In retirement Professor Lolwana remained a formidable educational leader and thinker, often saying she was the busiest retired person she knew. At the time of her passing she was chairperson of the South African Qualifications Authority (SAQA), where she was leading an internal review process. Professor Lolwana was also the past chair of the Quality Council for Trades and Occupations (QCTO) and served on a number of ministerial commissions and committees.

Her ability to turn ideas into reality and her strength in bringing people together led institutions and companies to invite her to join boards, councils, and other oversight and leadership structures. She served in many commissions tasked with transforming education, among them the National Policy Education Initiative (NEPI), the National Commission for Higher Education (NCHE), and the National Committee on Further Education and Training (NCFET). She was a member of the Human Resource Development Council, chaired the East Cape Midlands TVET College Council and was a member of the Hotazel Manganese Mining Trust (HMMET) as well as the board of Conservation South Africa (CSA).

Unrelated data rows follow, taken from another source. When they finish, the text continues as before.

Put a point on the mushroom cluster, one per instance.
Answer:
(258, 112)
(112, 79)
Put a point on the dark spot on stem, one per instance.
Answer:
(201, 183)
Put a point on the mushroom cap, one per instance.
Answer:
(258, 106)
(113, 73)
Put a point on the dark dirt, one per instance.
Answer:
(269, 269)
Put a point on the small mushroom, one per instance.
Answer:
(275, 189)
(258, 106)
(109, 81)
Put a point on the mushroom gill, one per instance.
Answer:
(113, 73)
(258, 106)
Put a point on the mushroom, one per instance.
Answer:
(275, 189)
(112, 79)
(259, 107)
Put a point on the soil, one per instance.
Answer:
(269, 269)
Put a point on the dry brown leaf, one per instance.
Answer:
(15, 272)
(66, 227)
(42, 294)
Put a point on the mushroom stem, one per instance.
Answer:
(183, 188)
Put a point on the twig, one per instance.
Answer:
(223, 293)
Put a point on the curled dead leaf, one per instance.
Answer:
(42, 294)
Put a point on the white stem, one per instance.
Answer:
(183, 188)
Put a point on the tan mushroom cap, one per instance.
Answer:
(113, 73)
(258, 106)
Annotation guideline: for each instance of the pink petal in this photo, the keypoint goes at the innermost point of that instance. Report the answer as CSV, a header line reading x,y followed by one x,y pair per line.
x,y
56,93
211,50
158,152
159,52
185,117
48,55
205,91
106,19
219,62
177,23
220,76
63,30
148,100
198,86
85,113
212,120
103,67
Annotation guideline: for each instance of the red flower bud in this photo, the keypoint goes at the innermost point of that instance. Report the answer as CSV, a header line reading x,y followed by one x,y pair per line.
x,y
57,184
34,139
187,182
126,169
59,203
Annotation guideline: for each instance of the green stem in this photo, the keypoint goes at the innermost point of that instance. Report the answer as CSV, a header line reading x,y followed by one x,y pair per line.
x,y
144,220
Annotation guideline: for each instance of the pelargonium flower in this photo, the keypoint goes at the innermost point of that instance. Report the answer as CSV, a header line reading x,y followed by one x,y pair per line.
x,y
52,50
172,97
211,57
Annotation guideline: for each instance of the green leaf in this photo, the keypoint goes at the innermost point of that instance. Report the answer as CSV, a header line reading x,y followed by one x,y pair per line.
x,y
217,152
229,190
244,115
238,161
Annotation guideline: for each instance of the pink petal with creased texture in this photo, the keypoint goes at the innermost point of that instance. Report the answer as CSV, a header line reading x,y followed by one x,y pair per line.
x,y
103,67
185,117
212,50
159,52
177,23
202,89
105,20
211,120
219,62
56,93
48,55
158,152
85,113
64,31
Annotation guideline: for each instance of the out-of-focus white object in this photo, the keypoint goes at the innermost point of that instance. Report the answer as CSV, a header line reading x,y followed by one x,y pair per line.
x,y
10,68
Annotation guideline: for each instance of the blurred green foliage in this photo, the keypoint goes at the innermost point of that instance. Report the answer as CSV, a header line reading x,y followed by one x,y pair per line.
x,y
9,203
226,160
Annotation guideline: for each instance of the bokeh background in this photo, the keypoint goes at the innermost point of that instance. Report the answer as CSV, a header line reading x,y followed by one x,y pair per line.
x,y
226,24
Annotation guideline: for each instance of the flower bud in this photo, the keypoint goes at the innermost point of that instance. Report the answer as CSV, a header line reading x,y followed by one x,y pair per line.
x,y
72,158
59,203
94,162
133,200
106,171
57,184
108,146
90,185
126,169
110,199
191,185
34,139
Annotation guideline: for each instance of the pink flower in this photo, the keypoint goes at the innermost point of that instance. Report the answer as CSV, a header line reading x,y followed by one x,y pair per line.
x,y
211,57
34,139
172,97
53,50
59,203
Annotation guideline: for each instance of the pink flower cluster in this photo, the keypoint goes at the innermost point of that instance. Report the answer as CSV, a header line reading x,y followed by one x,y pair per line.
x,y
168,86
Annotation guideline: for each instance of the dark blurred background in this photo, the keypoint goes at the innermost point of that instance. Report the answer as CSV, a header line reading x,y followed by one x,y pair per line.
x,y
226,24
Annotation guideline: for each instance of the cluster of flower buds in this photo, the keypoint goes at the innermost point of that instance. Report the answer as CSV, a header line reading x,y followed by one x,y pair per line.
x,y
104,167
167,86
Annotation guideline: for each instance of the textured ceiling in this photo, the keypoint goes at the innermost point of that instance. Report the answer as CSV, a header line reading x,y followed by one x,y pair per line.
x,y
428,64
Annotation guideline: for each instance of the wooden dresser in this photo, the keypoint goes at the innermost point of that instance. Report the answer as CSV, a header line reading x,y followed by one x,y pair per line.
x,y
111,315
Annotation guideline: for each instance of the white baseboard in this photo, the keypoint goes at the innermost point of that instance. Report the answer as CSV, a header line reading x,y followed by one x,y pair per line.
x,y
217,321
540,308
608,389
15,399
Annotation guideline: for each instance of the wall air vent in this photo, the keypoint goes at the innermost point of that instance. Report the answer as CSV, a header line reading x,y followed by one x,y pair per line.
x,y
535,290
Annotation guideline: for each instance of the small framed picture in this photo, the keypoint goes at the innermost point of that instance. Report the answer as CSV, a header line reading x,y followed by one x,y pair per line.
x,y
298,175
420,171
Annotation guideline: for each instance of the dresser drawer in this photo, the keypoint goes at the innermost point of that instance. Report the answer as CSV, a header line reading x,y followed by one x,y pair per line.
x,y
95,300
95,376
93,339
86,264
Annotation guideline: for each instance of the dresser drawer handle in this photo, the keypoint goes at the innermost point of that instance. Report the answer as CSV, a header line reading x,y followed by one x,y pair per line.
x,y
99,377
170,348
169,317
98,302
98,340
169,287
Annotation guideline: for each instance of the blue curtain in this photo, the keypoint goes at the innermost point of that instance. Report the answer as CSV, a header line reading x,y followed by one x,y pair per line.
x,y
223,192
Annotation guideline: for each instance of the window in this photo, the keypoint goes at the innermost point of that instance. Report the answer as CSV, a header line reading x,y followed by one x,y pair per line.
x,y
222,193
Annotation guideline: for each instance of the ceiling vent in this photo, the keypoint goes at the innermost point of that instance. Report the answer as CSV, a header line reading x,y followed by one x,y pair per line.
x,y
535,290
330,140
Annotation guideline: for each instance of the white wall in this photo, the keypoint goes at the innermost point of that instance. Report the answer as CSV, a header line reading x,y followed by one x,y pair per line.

In South Africa, on the continent, and in the Commonwealth, Professor Lolwana served a number of education and training Associations, Boards, Foundations and Councils in various roles. She consulted to the World Bank, UNESCO, Nuffic, the International Labour Organisation (ILO), Norrag (the Network for International policies and cooperation in education), and the Association for the Development of Education in Africa (ADEA), amongst many others.

Professor Lolwana held a Ph.D. in Psychology from the University of Massachusetts at Amherst. She was twice awarded a Fulbright scholarship, and her research was over the years sponsored by the Kellogg, Rockefeller, and Ford Foundations and Swiss Development Aid, among others.

REAL owes a huge debt of gratitude to Professor Lolwana for the invaluable contribution she made to the Centre’s existence, direction, and significance in national and international policy formulation and debates. We send our heartfelt condolences to her family, colleagues, and friends.

Her fighting spirit, wisdom, commitment and dedication will be cherished and remain a guiding light to us all. REAL will always remain a tribute of her leadership. We will work to ensure that her vision and dedication continue to shape the future of South Africa’s educational landscape and to uplift young people, particularly those on society’s periphery.